A sexualidade ocupa um papel fundamental nesta história. Como optou por isso?
Esse é um fato histórico: a impotência realmente aconteceu com Dom Pedro. Ele estava numa crise de sua masculinidade, no sentido de sua potência masculina, o que gerava essa angústia. Isso fazia parte de alguma doença física que ele vivia. Nenhum livro determina isso, mas tudo o que pesquisei indica que ele tinha sífilis, algo muito comum na época. A sífilis traz impotência e leva à loucura. Pedro realmente teve delírios: ele via a Leopoldina, e foi se tornando paranoico, exatamente neste momento da vida. Eu não poderia falar da fragilidade emocional dele sem falar da fragilidade física e em outros sentidos – tudo está interligado. Eu acho interessante falar desse herói mostrando uma fragilidade, que também é consequência da ambição e do exagero de desejos: foram muitas mulheres, muitos filhos, muitas terras, muitas conquistas. A vida devolveu para ele na mesma proporção. Não foi exagero querer tocar nesse aspecto: isso ocorreu de fato.
A Viagem de Pedro levou bastante tempo em desenvolvimento. O que determinou a estreia na Mostra de São Paulo, especificamente?

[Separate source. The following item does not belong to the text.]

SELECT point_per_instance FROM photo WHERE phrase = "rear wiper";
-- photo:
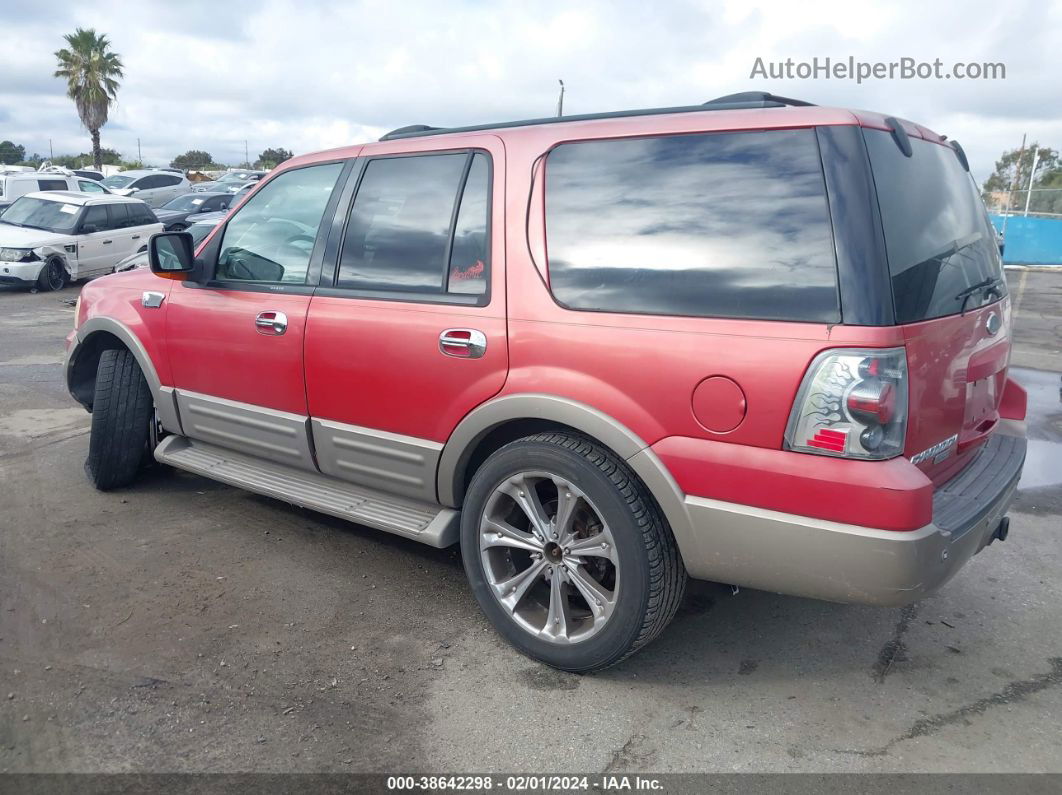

Isso foi um presente para mim. A gente até recebeu o convite para participar de outro festival antes, online, mas achamos que não era o momento. Eu entendo que esse filme precisa ser apresentado pela primeira vez ao mundo numa sala de cinema. Ele pode, depois, ser assistido online, mas precisava ser apresentado pela primeira vez, ser compreendido por críticos e pelos espectadores, como uma experiência de cinema. Ele perderia muito caso iniciasse seu percurso online. Foi uma aposta ousada da Mostra esse ano, porque agora sabemos da possibilidade de fazer um festival híbrido, tanto presencial e online, mas quando o convite foi feito, ainda não era claro se daria para exibir presencialmente.